The sole
consolation that could be found in their plight was that in such a storm
no enemy would be likely to attack them by sea or land. Nevertheless
Laudonniere divided his force into two watches with an officer for each,
gave them lanterns and an hour glass for going the rounds, and himself,
weak with fever, spent each night in the guard-room.
On the night of the nineteenth the tempest became a deluge. The officer
of the night took pity on the drenched and gasping sentries and
dismissed them. But on that night five hundred Spaniards were coming
from San Augustin through almost impassable swamps, their provisions
spoiled and their powder soaked, under the leadership of the pitiless
Menendez. The storm had caught Ribault's fleet just as it was about to
attack on the eleventh, and Menendez had determined to take a force of
Spaniards overland and attack the fort while its defenders were away.

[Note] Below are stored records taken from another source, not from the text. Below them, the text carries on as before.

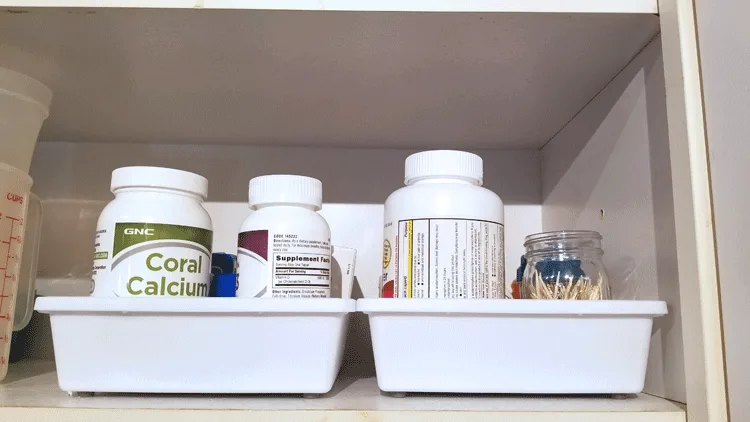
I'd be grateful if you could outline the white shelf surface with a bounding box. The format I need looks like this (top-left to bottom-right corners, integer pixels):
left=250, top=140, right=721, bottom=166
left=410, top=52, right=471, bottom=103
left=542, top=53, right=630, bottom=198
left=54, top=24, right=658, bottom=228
left=0, top=8, right=659, bottom=149
left=0, top=361, right=685, bottom=422
left=0, top=0, right=659, bottom=13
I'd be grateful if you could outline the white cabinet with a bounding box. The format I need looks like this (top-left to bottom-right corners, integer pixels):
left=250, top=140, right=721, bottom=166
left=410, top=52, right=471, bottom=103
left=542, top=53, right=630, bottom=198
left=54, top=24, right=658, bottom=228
left=0, top=0, right=731, bottom=422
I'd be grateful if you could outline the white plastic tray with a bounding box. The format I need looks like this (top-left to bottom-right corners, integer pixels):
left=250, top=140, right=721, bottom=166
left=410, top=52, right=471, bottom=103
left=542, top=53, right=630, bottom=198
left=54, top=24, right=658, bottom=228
left=357, top=299, right=667, bottom=394
left=35, top=297, right=355, bottom=394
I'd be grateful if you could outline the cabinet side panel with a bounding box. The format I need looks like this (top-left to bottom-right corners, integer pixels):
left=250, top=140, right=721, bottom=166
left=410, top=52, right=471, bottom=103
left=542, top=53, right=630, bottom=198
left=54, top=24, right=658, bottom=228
left=542, top=39, right=686, bottom=402
left=695, top=0, right=750, bottom=421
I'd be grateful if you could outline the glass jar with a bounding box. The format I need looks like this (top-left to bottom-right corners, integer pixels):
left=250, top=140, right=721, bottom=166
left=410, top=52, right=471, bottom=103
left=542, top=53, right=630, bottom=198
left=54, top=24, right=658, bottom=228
left=521, top=230, right=610, bottom=300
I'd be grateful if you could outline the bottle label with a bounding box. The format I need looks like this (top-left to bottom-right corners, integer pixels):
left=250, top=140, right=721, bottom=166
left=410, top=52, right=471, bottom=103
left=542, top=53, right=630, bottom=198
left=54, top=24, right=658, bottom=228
left=381, top=218, right=505, bottom=299
left=237, top=230, right=331, bottom=298
left=91, top=223, right=213, bottom=297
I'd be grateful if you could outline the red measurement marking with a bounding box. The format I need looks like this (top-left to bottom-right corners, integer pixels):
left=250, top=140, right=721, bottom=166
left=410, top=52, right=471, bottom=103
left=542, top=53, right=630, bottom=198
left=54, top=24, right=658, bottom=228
left=0, top=218, right=17, bottom=322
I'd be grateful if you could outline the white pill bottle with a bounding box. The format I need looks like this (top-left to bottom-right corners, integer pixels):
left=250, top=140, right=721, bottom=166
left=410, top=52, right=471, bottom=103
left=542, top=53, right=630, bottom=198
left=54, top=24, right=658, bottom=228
left=380, top=150, right=505, bottom=299
left=237, top=175, right=331, bottom=298
left=91, top=167, right=213, bottom=298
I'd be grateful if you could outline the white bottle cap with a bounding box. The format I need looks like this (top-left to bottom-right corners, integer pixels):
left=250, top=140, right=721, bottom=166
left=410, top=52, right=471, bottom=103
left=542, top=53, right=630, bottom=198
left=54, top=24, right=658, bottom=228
left=248, top=174, right=323, bottom=211
left=110, top=166, right=208, bottom=199
left=404, top=150, right=484, bottom=185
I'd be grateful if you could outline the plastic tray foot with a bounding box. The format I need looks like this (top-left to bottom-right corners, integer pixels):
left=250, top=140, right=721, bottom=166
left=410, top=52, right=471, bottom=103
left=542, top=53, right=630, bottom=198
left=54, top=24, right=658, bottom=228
left=68, top=391, right=94, bottom=397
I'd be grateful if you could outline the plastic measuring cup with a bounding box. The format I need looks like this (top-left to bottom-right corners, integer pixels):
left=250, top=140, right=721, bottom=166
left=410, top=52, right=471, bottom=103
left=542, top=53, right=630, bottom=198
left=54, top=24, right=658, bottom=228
left=12, top=193, right=42, bottom=331
left=0, top=163, right=32, bottom=380
left=0, top=67, right=52, bottom=173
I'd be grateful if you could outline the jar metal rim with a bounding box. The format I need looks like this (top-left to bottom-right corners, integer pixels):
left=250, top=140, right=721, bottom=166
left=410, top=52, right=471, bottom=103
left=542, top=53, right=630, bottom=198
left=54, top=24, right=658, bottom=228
left=523, top=230, right=602, bottom=247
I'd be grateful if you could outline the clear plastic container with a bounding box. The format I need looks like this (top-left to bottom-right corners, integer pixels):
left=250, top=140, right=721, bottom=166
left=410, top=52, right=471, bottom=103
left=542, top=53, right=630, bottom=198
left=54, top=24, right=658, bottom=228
left=0, top=67, right=52, bottom=173
left=0, top=163, right=32, bottom=380
left=13, top=193, right=42, bottom=331
left=520, top=230, right=611, bottom=300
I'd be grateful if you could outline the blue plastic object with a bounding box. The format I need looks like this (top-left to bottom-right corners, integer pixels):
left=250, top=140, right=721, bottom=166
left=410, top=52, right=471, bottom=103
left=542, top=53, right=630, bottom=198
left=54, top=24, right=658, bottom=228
left=211, top=274, right=237, bottom=297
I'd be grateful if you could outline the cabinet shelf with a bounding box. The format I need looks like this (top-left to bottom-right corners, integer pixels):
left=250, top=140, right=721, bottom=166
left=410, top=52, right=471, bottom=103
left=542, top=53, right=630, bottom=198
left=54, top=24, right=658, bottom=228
left=0, top=0, right=658, bottom=13
left=0, top=361, right=685, bottom=422
left=0, top=7, right=659, bottom=149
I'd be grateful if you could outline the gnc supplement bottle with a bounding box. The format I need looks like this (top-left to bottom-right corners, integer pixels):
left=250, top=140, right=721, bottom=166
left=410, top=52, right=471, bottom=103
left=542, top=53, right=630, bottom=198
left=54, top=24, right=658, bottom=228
left=381, top=151, right=505, bottom=298
left=91, top=167, right=213, bottom=297
left=237, top=175, right=331, bottom=298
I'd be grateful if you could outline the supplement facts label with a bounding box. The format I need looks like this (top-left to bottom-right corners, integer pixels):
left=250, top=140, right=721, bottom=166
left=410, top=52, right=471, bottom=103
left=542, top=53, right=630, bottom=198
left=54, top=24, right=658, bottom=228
left=384, top=219, right=505, bottom=298
left=237, top=230, right=331, bottom=298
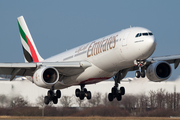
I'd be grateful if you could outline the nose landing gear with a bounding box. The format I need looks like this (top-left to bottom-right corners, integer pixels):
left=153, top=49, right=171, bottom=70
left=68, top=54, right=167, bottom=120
left=44, top=87, right=61, bottom=105
left=75, top=84, right=91, bottom=100
left=134, top=60, right=146, bottom=78
left=108, top=70, right=128, bottom=101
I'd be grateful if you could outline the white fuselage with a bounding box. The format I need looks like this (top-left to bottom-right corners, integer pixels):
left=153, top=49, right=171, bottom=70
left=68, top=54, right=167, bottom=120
left=43, top=27, right=156, bottom=89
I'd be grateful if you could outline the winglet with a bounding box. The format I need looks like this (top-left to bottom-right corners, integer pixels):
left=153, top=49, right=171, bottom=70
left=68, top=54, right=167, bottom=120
left=17, top=16, right=44, bottom=62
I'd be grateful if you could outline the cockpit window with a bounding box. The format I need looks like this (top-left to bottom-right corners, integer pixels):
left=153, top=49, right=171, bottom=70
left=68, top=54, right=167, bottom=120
left=135, top=32, right=153, bottom=37
left=143, top=33, right=148, bottom=36
left=149, top=33, right=153, bottom=35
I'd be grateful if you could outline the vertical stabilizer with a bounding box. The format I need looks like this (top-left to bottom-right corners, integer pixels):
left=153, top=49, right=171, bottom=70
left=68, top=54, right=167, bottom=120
left=17, top=16, right=43, bottom=62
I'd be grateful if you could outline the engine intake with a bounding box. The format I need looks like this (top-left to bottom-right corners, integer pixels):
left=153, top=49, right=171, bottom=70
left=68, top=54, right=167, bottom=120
left=33, top=66, right=59, bottom=88
left=146, top=61, right=172, bottom=82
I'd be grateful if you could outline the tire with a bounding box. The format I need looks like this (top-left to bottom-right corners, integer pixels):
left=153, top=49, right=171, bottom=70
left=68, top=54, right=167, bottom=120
left=79, top=91, right=85, bottom=100
left=141, top=70, right=146, bottom=78
left=120, top=87, right=125, bottom=95
left=111, top=87, right=117, bottom=95
left=108, top=93, right=114, bottom=102
left=53, top=96, right=58, bottom=104
left=136, top=71, right=141, bottom=78
left=44, top=96, right=49, bottom=105
left=56, top=90, right=61, bottom=98
left=75, top=89, right=80, bottom=97
left=48, top=90, right=53, bottom=98
left=84, top=88, right=87, bottom=93
left=116, top=93, right=122, bottom=101
left=87, top=91, right=91, bottom=100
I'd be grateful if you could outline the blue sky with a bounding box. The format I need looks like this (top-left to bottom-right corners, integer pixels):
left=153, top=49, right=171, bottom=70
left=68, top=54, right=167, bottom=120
left=0, top=0, right=180, bottom=80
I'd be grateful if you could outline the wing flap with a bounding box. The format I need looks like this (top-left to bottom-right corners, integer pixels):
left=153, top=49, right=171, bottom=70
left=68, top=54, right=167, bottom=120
left=0, top=61, right=91, bottom=79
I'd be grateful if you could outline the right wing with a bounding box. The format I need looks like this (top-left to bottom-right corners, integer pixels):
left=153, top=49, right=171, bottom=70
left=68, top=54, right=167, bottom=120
left=0, top=61, right=91, bottom=80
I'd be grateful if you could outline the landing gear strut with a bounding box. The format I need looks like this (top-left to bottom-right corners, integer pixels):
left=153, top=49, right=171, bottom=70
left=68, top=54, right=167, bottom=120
left=75, top=84, right=91, bottom=100
left=108, top=70, right=127, bottom=101
left=44, top=87, right=61, bottom=105
left=134, top=60, right=146, bottom=78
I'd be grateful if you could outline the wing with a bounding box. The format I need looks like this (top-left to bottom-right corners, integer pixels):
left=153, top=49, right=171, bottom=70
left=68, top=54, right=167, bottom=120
left=0, top=61, right=91, bottom=80
left=127, top=55, right=180, bottom=71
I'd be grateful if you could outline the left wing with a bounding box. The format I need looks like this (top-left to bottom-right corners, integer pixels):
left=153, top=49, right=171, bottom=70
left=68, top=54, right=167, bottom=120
left=0, top=61, right=91, bottom=80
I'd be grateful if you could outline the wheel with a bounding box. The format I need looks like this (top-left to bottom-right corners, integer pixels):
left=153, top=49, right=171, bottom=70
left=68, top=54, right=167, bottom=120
left=53, top=96, right=58, bottom=104
left=48, top=90, right=53, bottom=98
left=141, top=70, right=146, bottom=78
left=75, top=89, right=80, bottom=97
left=56, top=90, right=61, bottom=98
left=108, top=93, right=113, bottom=101
left=136, top=71, right=141, bottom=78
left=111, top=87, right=117, bottom=95
left=120, top=87, right=125, bottom=95
left=86, top=91, right=91, bottom=100
left=84, top=88, right=87, bottom=93
left=44, top=96, right=49, bottom=105
left=116, top=93, right=122, bottom=101
left=79, top=91, right=85, bottom=100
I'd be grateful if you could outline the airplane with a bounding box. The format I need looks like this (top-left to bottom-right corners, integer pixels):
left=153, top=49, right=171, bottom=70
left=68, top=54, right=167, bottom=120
left=0, top=16, right=180, bottom=105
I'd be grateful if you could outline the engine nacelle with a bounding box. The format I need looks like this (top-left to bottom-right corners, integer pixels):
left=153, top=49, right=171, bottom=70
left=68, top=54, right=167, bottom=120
left=146, top=61, right=172, bottom=82
left=33, top=66, right=59, bottom=88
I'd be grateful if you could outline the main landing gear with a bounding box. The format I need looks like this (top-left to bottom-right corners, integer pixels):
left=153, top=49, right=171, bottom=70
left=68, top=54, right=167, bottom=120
left=108, top=70, right=127, bottom=101
left=44, top=87, right=61, bottom=105
left=134, top=60, right=146, bottom=78
left=75, top=84, right=91, bottom=100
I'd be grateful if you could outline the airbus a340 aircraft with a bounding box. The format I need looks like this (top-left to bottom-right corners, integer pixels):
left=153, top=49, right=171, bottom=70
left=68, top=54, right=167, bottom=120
left=0, top=16, right=180, bottom=104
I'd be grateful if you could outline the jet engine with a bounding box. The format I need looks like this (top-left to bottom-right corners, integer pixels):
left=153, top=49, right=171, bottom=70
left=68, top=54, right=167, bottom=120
left=146, top=61, right=172, bottom=82
left=33, top=66, right=59, bottom=88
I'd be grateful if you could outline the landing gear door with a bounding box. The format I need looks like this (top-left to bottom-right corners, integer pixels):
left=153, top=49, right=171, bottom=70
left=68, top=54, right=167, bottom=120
left=122, top=32, right=129, bottom=46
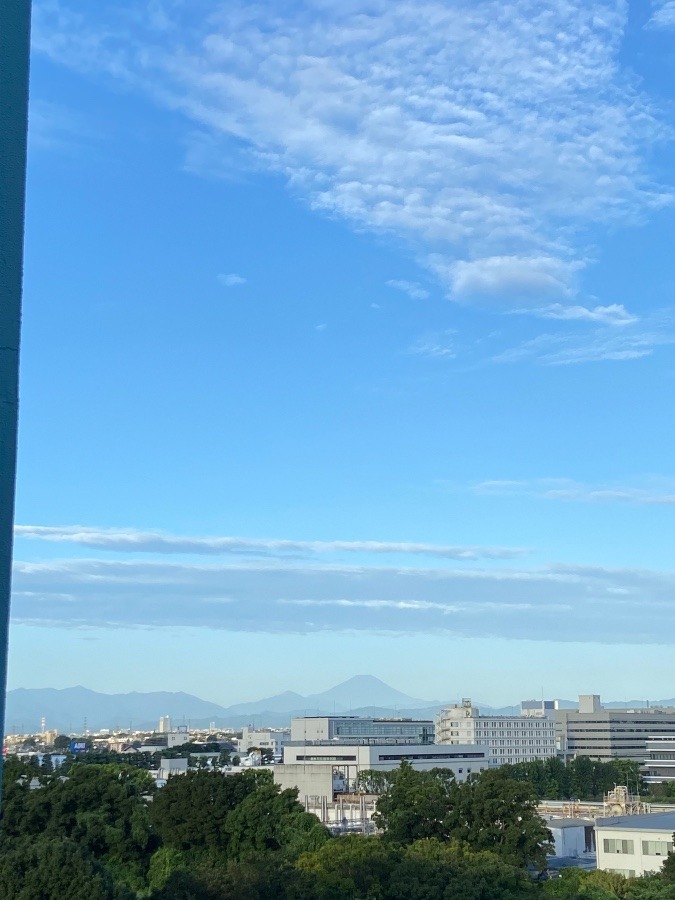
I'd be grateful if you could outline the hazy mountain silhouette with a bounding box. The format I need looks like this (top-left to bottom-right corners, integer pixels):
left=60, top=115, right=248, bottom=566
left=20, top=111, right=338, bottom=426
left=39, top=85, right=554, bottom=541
left=5, top=675, right=675, bottom=733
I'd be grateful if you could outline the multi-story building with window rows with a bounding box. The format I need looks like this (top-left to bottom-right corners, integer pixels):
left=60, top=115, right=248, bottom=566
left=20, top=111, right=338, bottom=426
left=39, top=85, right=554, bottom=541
left=436, top=700, right=557, bottom=767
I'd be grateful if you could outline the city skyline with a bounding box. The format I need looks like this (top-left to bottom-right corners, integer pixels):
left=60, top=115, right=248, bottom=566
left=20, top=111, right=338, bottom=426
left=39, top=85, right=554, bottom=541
left=8, top=0, right=675, bottom=705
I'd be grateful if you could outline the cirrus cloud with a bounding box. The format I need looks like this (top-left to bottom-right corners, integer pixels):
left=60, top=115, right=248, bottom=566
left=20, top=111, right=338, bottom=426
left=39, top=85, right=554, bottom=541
left=34, top=0, right=671, bottom=309
left=12, top=559, right=675, bottom=644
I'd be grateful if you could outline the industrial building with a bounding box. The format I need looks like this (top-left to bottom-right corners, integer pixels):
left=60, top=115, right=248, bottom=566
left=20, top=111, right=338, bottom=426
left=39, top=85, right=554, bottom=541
left=273, top=738, right=489, bottom=803
left=595, top=812, right=675, bottom=878
left=436, top=699, right=557, bottom=766
left=555, top=694, right=675, bottom=764
left=239, top=725, right=291, bottom=759
left=643, top=734, right=675, bottom=784
left=291, top=716, right=434, bottom=744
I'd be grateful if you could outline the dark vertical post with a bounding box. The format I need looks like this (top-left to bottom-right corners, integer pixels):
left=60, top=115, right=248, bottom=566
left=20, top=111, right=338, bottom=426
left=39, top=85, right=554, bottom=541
left=0, top=0, right=30, bottom=797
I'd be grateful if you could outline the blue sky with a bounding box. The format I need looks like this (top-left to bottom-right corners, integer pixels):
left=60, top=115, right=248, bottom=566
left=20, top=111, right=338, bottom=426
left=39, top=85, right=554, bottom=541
left=9, top=0, right=675, bottom=703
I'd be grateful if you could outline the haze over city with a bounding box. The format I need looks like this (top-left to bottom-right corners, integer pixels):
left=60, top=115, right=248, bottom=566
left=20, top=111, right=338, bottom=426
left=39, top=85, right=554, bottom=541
left=8, top=0, right=675, bottom=706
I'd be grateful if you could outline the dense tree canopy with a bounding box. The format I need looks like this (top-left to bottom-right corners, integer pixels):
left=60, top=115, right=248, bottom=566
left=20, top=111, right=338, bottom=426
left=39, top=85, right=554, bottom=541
left=373, top=761, right=551, bottom=869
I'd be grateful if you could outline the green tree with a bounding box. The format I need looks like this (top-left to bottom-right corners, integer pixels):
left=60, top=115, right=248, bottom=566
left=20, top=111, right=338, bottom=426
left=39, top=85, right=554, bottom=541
left=2, top=764, right=156, bottom=889
left=373, top=760, right=460, bottom=844
left=150, top=771, right=260, bottom=854
left=297, top=834, right=403, bottom=900
left=221, top=776, right=328, bottom=859
left=387, top=840, right=538, bottom=900
left=373, top=761, right=552, bottom=869
left=0, top=837, right=133, bottom=900
left=448, top=769, right=553, bottom=869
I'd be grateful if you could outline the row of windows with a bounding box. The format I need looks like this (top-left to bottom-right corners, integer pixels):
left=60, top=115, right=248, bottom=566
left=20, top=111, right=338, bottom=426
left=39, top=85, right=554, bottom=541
left=378, top=753, right=484, bottom=762
left=295, top=756, right=356, bottom=762
left=602, top=838, right=673, bottom=856
left=602, top=838, right=635, bottom=854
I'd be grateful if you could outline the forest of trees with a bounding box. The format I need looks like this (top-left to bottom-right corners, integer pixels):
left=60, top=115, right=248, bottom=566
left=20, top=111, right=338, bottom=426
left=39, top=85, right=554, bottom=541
left=0, top=759, right=675, bottom=900
left=502, top=756, right=646, bottom=800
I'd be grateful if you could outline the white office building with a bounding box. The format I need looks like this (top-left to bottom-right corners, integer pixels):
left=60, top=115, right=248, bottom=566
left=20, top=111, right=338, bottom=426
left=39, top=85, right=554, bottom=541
left=291, top=716, right=434, bottom=744
left=595, top=812, right=675, bottom=878
left=436, top=700, right=557, bottom=767
left=273, top=738, right=488, bottom=802
left=643, top=735, right=675, bottom=784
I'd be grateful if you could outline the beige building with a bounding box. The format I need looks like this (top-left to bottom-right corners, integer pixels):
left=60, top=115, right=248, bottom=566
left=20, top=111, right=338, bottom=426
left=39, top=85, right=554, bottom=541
left=595, top=812, right=675, bottom=878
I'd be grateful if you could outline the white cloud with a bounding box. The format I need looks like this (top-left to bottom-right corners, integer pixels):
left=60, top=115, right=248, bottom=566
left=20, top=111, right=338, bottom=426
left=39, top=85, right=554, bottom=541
left=410, top=331, right=457, bottom=359
left=218, top=272, right=246, bottom=287
left=440, top=256, right=579, bottom=305
left=513, top=303, right=639, bottom=325
left=12, top=559, right=675, bottom=644
left=647, top=0, right=675, bottom=29
left=14, top=525, right=526, bottom=560
left=28, top=97, right=102, bottom=153
left=492, top=317, right=675, bottom=366
left=387, top=279, right=429, bottom=300
left=34, top=0, right=670, bottom=309
left=472, top=478, right=675, bottom=506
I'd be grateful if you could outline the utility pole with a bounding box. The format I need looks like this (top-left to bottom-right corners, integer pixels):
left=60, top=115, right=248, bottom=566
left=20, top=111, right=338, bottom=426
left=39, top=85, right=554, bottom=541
left=0, top=0, right=31, bottom=802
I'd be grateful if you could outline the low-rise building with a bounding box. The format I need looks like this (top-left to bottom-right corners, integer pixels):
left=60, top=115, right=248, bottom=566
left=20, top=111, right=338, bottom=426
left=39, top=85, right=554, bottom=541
left=239, top=725, right=291, bottom=759
left=291, top=716, right=434, bottom=744
left=595, top=812, right=675, bottom=878
left=546, top=818, right=595, bottom=859
left=436, top=700, right=557, bottom=766
left=274, top=738, right=488, bottom=801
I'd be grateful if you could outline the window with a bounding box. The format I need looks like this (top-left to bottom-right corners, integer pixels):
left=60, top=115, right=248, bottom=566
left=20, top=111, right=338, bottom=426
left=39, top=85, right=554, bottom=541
left=602, top=838, right=636, bottom=854
left=642, top=841, right=673, bottom=856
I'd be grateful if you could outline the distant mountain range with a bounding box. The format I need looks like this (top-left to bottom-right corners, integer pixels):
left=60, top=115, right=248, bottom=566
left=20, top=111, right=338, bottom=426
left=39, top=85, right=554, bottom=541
left=5, top=675, right=675, bottom=733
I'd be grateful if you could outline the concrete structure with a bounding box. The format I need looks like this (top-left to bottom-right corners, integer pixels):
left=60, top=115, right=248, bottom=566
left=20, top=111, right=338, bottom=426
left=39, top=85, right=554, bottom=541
left=139, top=728, right=191, bottom=753
left=291, top=716, right=434, bottom=744
left=274, top=739, right=488, bottom=801
left=555, top=694, right=675, bottom=763
left=436, top=700, right=557, bottom=766
left=546, top=818, right=595, bottom=859
left=157, top=756, right=189, bottom=781
left=643, top=735, right=675, bottom=784
left=239, top=726, right=291, bottom=760
left=0, top=0, right=30, bottom=808
left=595, top=812, right=675, bottom=878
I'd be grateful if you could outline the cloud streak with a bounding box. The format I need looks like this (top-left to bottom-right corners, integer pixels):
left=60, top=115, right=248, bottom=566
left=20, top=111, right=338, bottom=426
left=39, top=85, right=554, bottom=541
left=647, top=0, right=675, bottom=30
left=387, top=279, right=429, bottom=300
left=14, top=525, right=527, bottom=560
left=492, top=318, right=675, bottom=366
left=218, top=272, right=246, bottom=287
left=473, top=478, right=675, bottom=506
left=12, top=559, right=675, bottom=644
left=34, top=0, right=670, bottom=309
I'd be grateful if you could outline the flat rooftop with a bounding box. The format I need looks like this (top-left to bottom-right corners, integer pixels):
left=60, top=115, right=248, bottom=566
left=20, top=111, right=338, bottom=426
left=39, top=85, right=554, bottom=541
left=595, top=812, right=675, bottom=834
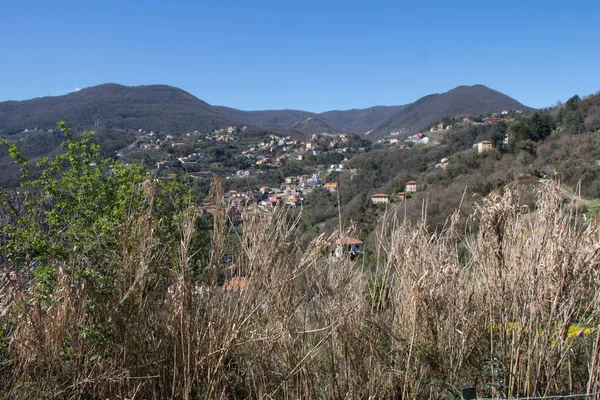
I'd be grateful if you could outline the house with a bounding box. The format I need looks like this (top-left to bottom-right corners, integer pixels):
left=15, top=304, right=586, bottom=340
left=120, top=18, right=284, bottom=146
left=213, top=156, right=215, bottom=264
left=334, top=237, right=364, bottom=258
left=223, top=276, right=250, bottom=292
left=473, top=140, right=493, bottom=154
left=285, top=194, right=300, bottom=207
left=371, top=193, right=390, bottom=205
left=325, top=182, right=338, bottom=192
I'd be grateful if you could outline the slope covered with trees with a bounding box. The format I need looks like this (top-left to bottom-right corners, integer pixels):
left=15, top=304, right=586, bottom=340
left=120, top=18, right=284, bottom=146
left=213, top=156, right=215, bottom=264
left=0, top=122, right=600, bottom=400
left=374, top=85, right=530, bottom=137
left=0, top=84, right=240, bottom=135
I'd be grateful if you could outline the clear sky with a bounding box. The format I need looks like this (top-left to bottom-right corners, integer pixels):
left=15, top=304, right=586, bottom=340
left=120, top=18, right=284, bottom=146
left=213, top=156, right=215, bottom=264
left=0, top=0, right=600, bottom=112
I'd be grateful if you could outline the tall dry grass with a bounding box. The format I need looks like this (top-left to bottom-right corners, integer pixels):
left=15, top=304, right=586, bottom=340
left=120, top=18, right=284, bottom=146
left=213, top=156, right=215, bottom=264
left=0, top=180, right=600, bottom=399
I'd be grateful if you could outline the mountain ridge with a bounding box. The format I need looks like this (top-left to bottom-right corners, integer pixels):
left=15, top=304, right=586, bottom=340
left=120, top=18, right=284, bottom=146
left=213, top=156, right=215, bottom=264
left=0, top=83, right=531, bottom=137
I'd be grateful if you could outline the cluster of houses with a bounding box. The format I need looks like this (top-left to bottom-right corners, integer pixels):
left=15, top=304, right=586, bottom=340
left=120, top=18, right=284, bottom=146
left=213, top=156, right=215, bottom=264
left=371, top=180, right=418, bottom=205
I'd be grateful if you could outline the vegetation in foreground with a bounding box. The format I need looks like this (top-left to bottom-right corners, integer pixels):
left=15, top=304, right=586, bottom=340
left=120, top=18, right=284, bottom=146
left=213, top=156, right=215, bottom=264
left=0, top=126, right=600, bottom=399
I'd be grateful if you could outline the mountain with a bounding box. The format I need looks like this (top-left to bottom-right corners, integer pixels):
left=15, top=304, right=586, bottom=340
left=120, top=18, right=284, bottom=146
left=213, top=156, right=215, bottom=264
left=217, top=106, right=404, bottom=134
left=0, top=84, right=529, bottom=138
left=319, top=106, right=405, bottom=133
left=373, top=85, right=531, bottom=137
left=0, top=84, right=241, bottom=135
left=217, top=106, right=346, bottom=134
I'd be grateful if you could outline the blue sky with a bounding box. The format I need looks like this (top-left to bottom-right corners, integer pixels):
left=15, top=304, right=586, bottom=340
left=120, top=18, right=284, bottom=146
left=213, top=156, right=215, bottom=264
left=0, top=0, right=600, bottom=112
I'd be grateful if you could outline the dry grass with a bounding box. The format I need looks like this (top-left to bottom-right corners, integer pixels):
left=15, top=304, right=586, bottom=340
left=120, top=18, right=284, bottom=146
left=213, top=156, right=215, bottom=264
left=0, top=185, right=600, bottom=399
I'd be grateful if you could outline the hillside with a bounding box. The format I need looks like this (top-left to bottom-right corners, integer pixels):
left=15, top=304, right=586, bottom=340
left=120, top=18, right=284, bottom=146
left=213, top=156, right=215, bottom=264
left=217, top=106, right=404, bottom=134
left=373, top=85, right=531, bottom=137
left=319, top=106, right=405, bottom=133
left=0, top=84, right=240, bottom=135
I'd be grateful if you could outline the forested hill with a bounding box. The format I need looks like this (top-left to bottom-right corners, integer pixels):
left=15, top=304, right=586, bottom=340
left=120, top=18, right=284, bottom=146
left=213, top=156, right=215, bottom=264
left=373, top=85, right=531, bottom=137
left=0, top=84, right=529, bottom=138
left=219, top=106, right=404, bottom=134
left=0, top=84, right=241, bottom=135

With twenty Vizcayan axemen to clear the way and two Indians and a
renegade Frenchman, Francois Jean, for a guide, he had bullied,
threatened and exhorted them through eight days of wading through mud
waist-deep, creeping around quagmires and pushing by main force through
palmetto jungles, until two hours before daylight the panting,
shivering, sullen men stood cursing the country and their commander,
under their breath, in a pine wood less than a mile from Fort Caroline.